Identification of E6AP/UBE3A as a ubiquitin‐protein ligase that catalyzes encephalomyocarditis virus 3C protease ubiquitylation (952.1)

Abstract

The 3C proteases of encephalomyocarditis virus (EMCV) and hepatitis A virus (HAV) are rapidly degraded by the ubiquitin‐26S protease system, which limits the 3C protease concentration that develops in infected cells. We have discovered that at least one UbcH7‐dependent ubiquitylation pathway is important for EMCV replication success determination. To identify the UbcH7‐dependent E3 ubiquitin‐protein ligase(s) involved in tagging the 3C proteases for destruction, we developed a protein purification scheme that begins with mouse cell lysate and ends with a ubiquitin‐UbcH7 affinity column. Analysis by mass spectroscopy of the proteins eluted from this column revealed the presence of four E3s, one of which is the HECT E3 E6AP/UBE3. The ability of this E3 to recognize the EMCV 3C protease as a substrate was confirmed using reconstituted mixtures containing purified E6AP. The major product of these reactions was monoubiquitylated 3C protease rather than polyubiquitylated conjugates.

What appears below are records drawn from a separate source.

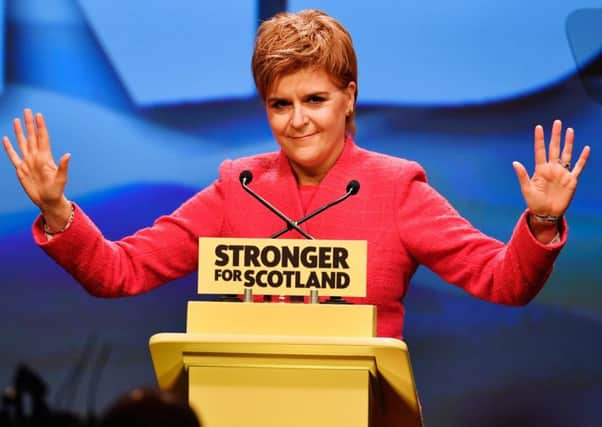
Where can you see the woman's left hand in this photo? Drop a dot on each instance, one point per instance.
(551, 188)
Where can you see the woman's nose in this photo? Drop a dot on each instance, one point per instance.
(299, 118)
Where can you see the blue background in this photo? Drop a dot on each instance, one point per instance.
(149, 98)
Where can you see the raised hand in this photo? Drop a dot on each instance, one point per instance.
(41, 178)
(550, 190)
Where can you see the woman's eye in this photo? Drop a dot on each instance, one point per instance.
(279, 104)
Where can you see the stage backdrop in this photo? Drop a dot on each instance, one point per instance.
(150, 97)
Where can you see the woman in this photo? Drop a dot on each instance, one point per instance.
(305, 71)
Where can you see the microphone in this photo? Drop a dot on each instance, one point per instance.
(353, 187)
(245, 178)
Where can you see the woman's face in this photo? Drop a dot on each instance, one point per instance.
(307, 115)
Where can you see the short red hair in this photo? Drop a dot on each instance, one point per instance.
(289, 42)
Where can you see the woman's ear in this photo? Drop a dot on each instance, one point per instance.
(350, 91)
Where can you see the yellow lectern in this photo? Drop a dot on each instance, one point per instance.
(287, 364)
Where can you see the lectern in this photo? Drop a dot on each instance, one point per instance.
(287, 364)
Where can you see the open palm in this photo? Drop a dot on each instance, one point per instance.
(551, 188)
(42, 179)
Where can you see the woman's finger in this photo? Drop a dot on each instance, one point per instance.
(10, 151)
(43, 137)
(555, 141)
(581, 162)
(63, 168)
(521, 174)
(567, 150)
(539, 146)
(21, 139)
(30, 127)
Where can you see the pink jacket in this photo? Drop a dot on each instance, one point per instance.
(405, 221)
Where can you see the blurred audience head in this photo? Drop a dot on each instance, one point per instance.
(149, 407)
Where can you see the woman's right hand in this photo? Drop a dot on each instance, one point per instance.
(41, 178)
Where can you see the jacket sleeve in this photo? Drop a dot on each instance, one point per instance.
(152, 256)
(442, 240)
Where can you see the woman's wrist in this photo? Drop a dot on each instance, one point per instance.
(544, 227)
(57, 219)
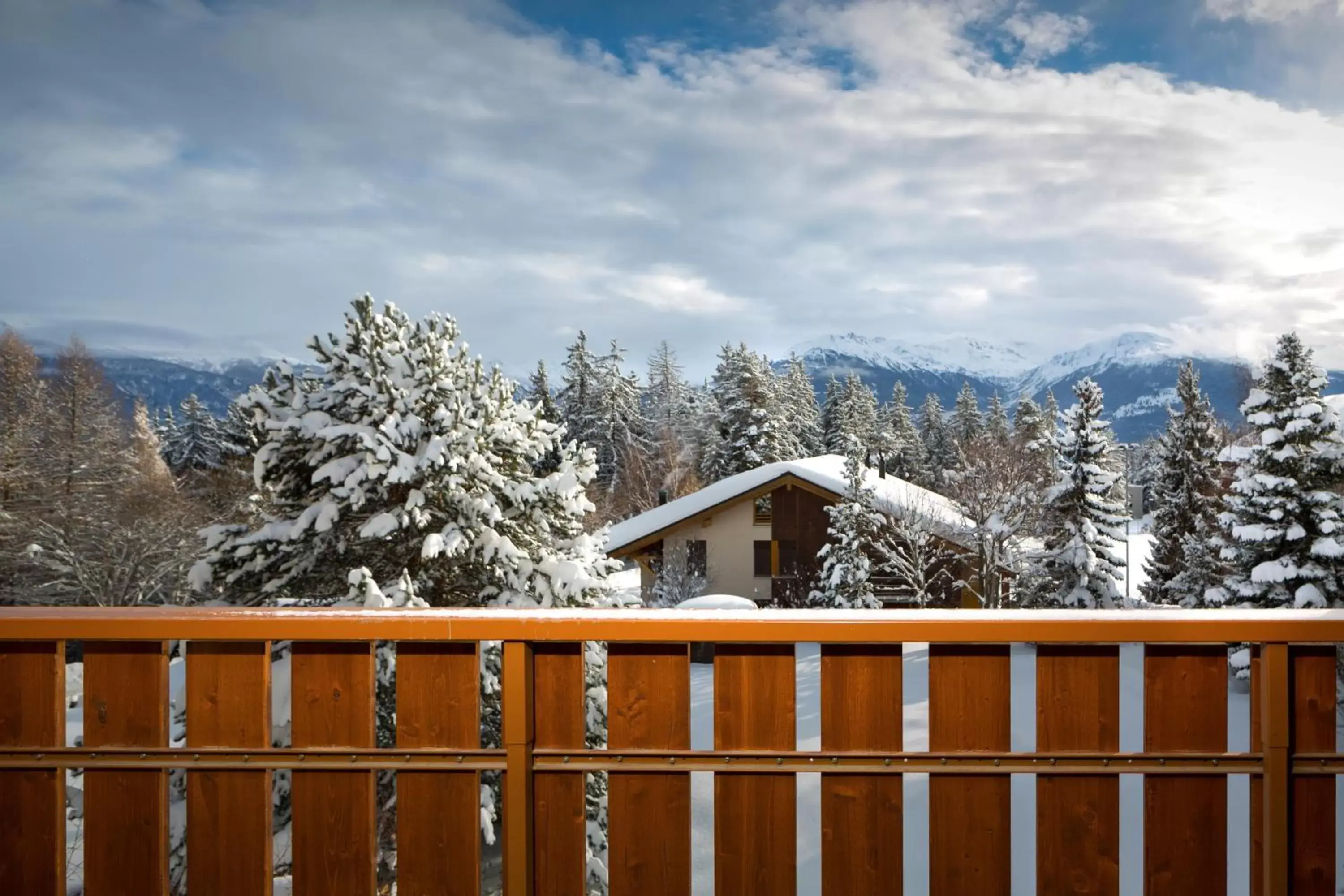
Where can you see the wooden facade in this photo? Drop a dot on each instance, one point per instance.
(862, 761)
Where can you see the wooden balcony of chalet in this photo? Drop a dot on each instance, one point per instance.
(439, 755)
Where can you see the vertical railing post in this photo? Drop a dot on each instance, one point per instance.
(1275, 706)
(519, 737)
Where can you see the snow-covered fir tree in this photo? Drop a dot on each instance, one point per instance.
(405, 456)
(967, 422)
(1082, 524)
(539, 394)
(619, 425)
(996, 421)
(578, 394)
(1283, 524)
(846, 563)
(800, 404)
(901, 445)
(1186, 495)
(831, 414)
(752, 424)
(197, 440)
(855, 417)
(940, 448)
(667, 398)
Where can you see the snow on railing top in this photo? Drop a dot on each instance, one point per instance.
(779, 626)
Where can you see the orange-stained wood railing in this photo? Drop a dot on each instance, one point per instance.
(439, 755)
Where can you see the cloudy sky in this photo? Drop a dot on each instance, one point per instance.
(232, 174)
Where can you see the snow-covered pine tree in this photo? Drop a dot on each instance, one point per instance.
(846, 562)
(1283, 524)
(405, 456)
(940, 448)
(1081, 524)
(577, 398)
(857, 417)
(831, 416)
(667, 398)
(902, 449)
(996, 421)
(197, 441)
(967, 422)
(1034, 439)
(804, 417)
(750, 417)
(1186, 493)
(619, 424)
(539, 394)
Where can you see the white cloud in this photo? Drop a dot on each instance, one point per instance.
(1268, 10)
(250, 171)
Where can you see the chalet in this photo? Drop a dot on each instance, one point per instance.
(757, 534)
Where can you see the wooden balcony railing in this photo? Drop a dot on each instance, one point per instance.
(1185, 762)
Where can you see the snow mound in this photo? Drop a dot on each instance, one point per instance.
(718, 602)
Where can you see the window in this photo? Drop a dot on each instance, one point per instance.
(761, 559)
(762, 511)
(697, 558)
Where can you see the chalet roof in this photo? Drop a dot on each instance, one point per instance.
(892, 496)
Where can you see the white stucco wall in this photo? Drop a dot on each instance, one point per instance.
(729, 551)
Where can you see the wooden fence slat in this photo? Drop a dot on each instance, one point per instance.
(1078, 817)
(969, 710)
(229, 813)
(334, 814)
(1257, 835)
(560, 857)
(754, 828)
(33, 714)
(125, 827)
(1185, 816)
(439, 843)
(648, 706)
(1314, 797)
(861, 814)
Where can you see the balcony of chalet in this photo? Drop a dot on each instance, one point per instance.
(863, 757)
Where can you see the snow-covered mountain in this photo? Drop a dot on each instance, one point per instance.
(1136, 371)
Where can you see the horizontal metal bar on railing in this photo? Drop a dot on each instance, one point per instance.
(764, 626)
(732, 761)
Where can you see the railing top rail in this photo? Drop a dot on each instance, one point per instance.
(765, 626)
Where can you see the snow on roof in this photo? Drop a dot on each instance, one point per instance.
(827, 472)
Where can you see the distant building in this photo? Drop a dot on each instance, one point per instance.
(757, 534)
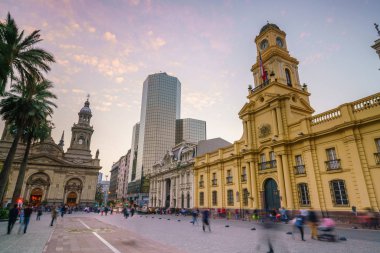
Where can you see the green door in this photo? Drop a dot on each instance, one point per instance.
(272, 198)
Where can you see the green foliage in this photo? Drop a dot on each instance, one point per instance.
(4, 213)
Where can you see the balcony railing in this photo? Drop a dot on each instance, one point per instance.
(268, 165)
(377, 157)
(333, 164)
(299, 169)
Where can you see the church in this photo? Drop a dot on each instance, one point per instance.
(288, 157)
(53, 176)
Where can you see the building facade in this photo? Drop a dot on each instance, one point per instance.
(288, 157)
(52, 175)
(190, 130)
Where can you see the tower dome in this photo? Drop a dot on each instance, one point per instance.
(267, 26)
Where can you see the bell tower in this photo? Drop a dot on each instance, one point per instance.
(274, 59)
(81, 133)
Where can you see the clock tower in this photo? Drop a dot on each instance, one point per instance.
(81, 133)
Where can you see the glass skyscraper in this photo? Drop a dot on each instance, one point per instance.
(161, 104)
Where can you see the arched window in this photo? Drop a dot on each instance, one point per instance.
(288, 78)
(338, 192)
(303, 194)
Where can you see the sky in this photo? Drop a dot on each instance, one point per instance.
(108, 48)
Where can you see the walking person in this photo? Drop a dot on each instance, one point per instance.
(313, 223)
(39, 213)
(54, 215)
(299, 222)
(13, 214)
(27, 213)
(194, 214)
(206, 220)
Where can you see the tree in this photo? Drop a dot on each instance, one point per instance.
(18, 55)
(38, 131)
(25, 104)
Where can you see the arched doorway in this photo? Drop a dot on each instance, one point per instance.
(36, 196)
(72, 199)
(272, 198)
(167, 197)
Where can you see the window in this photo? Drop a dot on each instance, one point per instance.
(300, 167)
(230, 197)
(201, 182)
(338, 192)
(288, 78)
(214, 198)
(303, 194)
(377, 154)
(245, 197)
(244, 174)
(229, 177)
(214, 180)
(201, 198)
(332, 163)
(272, 157)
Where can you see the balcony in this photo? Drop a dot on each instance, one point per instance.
(333, 164)
(377, 157)
(268, 165)
(299, 169)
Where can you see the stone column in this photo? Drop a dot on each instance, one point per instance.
(288, 183)
(280, 175)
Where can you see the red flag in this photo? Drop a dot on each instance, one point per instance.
(262, 70)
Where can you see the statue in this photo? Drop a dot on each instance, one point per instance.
(377, 29)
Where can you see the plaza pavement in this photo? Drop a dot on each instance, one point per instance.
(169, 234)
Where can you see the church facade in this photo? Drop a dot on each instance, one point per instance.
(55, 177)
(288, 157)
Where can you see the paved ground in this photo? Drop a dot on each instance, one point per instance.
(169, 234)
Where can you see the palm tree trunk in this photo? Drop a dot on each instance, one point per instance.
(4, 174)
(21, 173)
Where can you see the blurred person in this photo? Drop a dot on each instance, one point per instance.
(12, 218)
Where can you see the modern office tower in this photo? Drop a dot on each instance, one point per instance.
(161, 102)
(190, 130)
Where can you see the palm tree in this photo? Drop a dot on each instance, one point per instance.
(25, 104)
(19, 56)
(40, 130)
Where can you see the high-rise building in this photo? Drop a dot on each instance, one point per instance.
(190, 130)
(161, 104)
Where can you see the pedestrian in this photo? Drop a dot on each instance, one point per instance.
(206, 220)
(54, 215)
(194, 214)
(39, 213)
(299, 221)
(13, 213)
(27, 213)
(313, 223)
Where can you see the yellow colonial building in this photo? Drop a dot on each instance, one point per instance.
(288, 157)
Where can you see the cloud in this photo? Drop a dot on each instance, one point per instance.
(119, 79)
(329, 20)
(304, 35)
(200, 100)
(108, 36)
(78, 91)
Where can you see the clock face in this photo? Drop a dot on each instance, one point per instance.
(279, 42)
(264, 44)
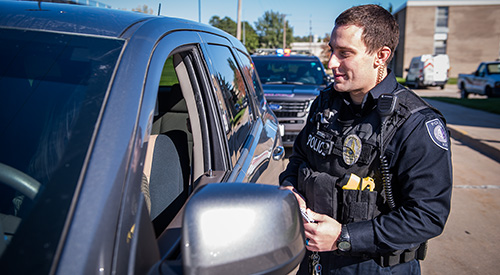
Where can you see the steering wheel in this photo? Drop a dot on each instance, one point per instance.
(18, 180)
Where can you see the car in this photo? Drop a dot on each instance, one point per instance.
(428, 70)
(136, 144)
(485, 80)
(291, 82)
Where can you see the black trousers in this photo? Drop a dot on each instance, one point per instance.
(334, 264)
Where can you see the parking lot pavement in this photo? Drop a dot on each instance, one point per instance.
(478, 129)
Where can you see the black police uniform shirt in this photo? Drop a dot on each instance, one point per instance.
(420, 163)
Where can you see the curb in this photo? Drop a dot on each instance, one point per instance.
(475, 144)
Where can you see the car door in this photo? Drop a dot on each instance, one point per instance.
(179, 149)
(250, 137)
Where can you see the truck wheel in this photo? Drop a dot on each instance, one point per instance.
(463, 92)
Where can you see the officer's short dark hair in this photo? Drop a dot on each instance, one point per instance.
(379, 26)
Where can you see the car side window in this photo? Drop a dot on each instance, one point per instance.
(236, 110)
(248, 68)
(168, 164)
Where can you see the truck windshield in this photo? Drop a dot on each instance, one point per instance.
(494, 68)
(283, 71)
(52, 87)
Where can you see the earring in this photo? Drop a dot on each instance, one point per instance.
(380, 73)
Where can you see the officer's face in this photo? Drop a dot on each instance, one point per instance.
(353, 68)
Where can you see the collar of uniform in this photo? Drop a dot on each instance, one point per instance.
(388, 85)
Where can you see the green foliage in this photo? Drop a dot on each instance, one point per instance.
(251, 39)
(249, 36)
(270, 30)
(144, 9)
(226, 24)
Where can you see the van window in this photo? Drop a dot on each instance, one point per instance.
(236, 113)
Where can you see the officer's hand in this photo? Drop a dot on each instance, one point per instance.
(323, 234)
(300, 199)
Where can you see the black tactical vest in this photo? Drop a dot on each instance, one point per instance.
(337, 148)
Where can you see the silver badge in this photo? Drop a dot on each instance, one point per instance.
(437, 133)
(351, 149)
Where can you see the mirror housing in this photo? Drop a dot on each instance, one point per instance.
(242, 228)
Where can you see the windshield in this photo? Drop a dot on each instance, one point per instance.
(285, 71)
(494, 68)
(52, 87)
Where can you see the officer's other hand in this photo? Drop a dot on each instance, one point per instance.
(300, 199)
(322, 234)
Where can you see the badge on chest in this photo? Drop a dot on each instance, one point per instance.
(351, 150)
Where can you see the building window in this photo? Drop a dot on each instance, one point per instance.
(442, 18)
(441, 30)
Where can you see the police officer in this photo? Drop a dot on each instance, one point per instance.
(373, 163)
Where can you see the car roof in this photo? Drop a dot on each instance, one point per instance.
(290, 57)
(87, 20)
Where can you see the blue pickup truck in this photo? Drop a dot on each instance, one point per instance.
(484, 81)
(291, 83)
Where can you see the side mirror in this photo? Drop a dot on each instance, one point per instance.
(242, 228)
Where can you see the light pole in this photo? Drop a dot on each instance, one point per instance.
(238, 27)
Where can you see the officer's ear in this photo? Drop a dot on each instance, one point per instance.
(382, 56)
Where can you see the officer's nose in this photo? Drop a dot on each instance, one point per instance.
(333, 62)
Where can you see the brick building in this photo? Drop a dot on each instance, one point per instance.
(467, 30)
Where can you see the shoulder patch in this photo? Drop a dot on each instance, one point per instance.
(437, 133)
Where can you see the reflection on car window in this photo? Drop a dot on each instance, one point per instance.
(283, 71)
(248, 67)
(236, 111)
(52, 88)
(167, 165)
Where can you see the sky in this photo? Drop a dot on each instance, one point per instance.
(307, 17)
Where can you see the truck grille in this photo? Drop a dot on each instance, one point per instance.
(290, 109)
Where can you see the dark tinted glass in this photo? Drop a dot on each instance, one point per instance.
(52, 87)
(236, 112)
(285, 71)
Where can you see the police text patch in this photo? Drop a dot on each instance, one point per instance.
(437, 132)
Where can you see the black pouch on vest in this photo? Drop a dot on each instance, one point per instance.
(320, 190)
(359, 202)
(358, 205)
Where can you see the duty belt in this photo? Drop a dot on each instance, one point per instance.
(391, 259)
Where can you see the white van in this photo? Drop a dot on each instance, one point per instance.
(428, 70)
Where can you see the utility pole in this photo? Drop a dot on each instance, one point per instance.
(238, 28)
(284, 31)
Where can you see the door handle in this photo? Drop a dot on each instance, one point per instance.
(278, 153)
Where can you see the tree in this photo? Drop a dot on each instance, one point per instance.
(226, 24)
(250, 38)
(144, 9)
(270, 30)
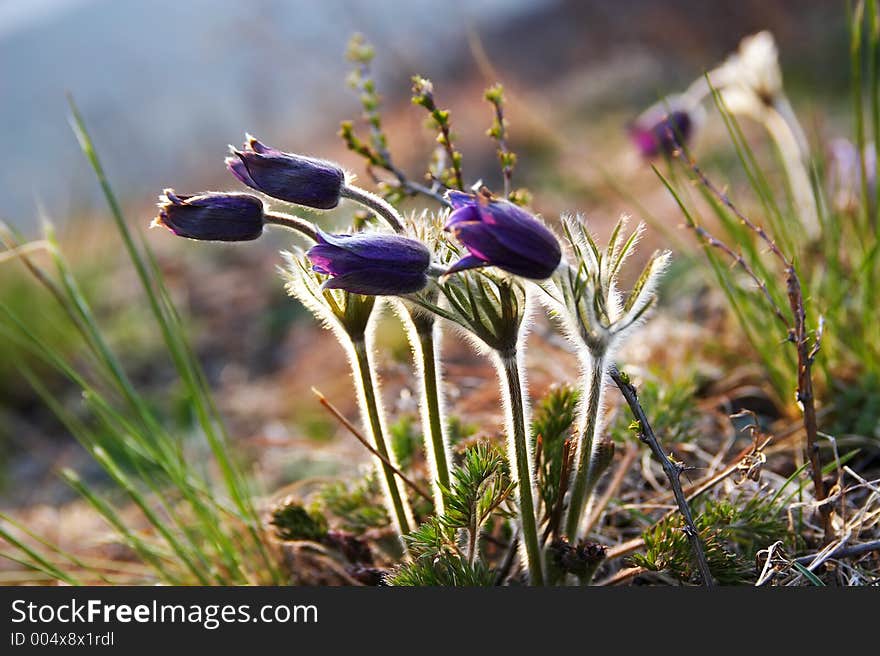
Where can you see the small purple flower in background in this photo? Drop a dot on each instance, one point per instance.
(300, 180)
(845, 172)
(211, 216)
(660, 129)
(371, 264)
(501, 234)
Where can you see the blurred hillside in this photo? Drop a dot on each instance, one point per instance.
(166, 84)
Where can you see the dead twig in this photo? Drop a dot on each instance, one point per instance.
(672, 470)
(629, 458)
(798, 333)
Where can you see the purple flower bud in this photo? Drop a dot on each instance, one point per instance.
(656, 133)
(499, 233)
(372, 264)
(293, 178)
(211, 216)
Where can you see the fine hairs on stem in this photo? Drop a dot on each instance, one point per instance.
(373, 414)
(520, 456)
(594, 386)
(424, 334)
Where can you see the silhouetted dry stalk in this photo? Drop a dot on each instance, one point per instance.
(672, 470)
(333, 410)
(798, 332)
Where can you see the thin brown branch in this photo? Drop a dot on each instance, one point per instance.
(843, 552)
(333, 410)
(672, 470)
(626, 462)
(695, 490)
(622, 576)
(798, 333)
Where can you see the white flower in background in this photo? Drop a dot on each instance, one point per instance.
(750, 80)
(845, 173)
(750, 85)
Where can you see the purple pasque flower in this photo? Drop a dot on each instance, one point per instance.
(661, 135)
(501, 234)
(664, 126)
(211, 216)
(372, 264)
(296, 179)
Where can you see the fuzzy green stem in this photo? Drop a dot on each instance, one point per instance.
(583, 481)
(435, 441)
(364, 378)
(291, 222)
(521, 461)
(786, 132)
(381, 207)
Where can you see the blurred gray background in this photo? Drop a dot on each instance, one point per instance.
(166, 84)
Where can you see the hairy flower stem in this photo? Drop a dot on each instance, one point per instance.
(380, 206)
(423, 333)
(292, 223)
(584, 482)
(432, 419)
(372, 416)
(520, 456)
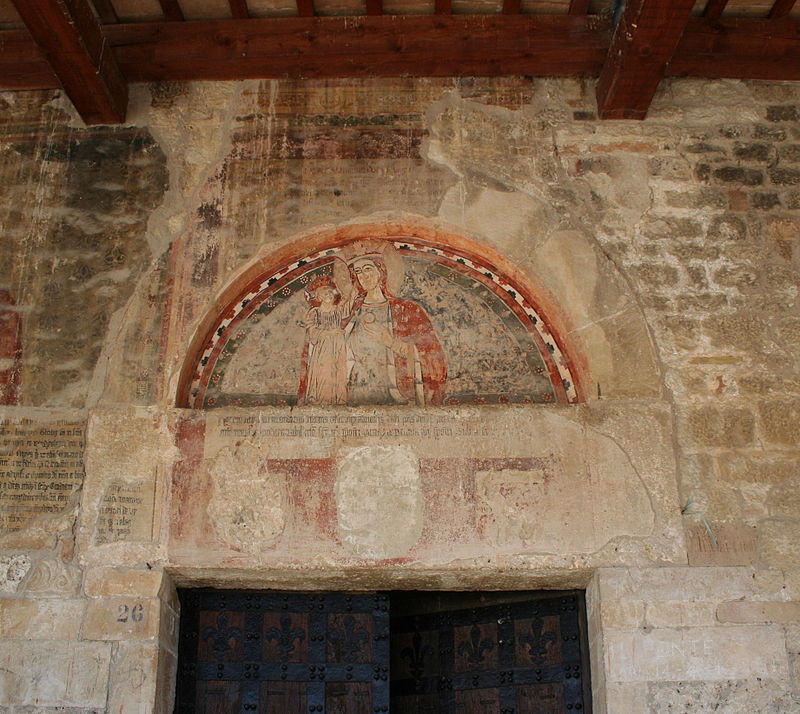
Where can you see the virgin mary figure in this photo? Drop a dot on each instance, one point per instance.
(393, 354)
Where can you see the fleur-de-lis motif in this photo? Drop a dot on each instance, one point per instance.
(538, 641)
(416, 655)
(221, 636)
(348, 641)
(285, 637)
(474, 650)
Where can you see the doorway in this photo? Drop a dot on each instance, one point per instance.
(407, 652)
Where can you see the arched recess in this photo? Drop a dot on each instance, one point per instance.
(501, 334)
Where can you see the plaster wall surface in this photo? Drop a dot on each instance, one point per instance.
(663, 254)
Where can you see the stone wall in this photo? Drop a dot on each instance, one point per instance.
(665, 255)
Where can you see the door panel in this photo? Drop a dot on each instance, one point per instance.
(285, 653)
(470, 653)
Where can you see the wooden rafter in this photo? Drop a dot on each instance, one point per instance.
(70, 38)
(417, 45)
(714, 9)
(435, 45)
(744, 48)
(578, 7)
(105, 11)
(643, 45)
(239, 9)
(781, 9)
(172, 10)
(305, 8)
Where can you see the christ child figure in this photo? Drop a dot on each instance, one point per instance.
(324, 378)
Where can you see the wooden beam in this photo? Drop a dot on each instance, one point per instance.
(558, 45)
(389, 46)
(22, 63)
(105, 11)
(714, 9)
(738, 48)
(578, 7)
(643, 45)
(305, 8)
(781, 9)
(172, 10)
(239, 9)
(71, 40)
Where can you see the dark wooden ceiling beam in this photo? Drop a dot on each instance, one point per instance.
(172, 10)
(738, 48)
(781, 9)
(417, 45)
(747, 48)
(714, 9)
(578, 7)
(643, 44)
(70, 38)
(105, 11)
(239, 9)
(305, 8)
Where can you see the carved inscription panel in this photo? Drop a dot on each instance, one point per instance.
(41, 465)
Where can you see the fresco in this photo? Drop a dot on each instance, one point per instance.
(380, 322)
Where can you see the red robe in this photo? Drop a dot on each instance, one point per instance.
(410, 324)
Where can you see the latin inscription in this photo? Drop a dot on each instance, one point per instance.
(41, 465)
(126, 512)
(348, 426)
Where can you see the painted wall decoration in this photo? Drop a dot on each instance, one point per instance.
(379, 321)
(10, 350)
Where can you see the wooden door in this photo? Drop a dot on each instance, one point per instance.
(473, 653)
(283, 653)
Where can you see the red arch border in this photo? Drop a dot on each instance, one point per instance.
(227, 311)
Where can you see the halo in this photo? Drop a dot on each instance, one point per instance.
(342, 279)
(395, 266)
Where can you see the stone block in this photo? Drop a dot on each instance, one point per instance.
(674, 584)
(747, 696)
(696, 654)
(727, 426)
(55, 674)
(127, 618)
(134, 674)
(793, 639)
(628, 698)
(623, 614)
(790, 153)
(753, 612)
(764, 200)
(770, 133)
(782, 112)
(737, 174)
(727, 228)
(686, 613)
(780, 421)
(779, 544)
(111, 582)
(41, 619)
(784, 500)
(736, 544)
(784, 177)
(756, 151)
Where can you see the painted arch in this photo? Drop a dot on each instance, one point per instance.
(464, 327)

Whether this accurately reflects E6AP action in vivo remains to be determined, but it is possible that E6AP must function with other E3s to catalyze 3C protease polyubiquitylation in infected cells. Either UbcH7 or UbcH5 support E6AP‐catalyzed EMCV 3C protease ubiquitylation, with a slight kinetic preference for UbcH7. While the HAV 3C protease is also ubiquitylated by a UbcH7‐dependent E3, our results show that this E3 is not E6AP.Grant Funding Source: Supported by NIH Award 1R15AI099134‐01.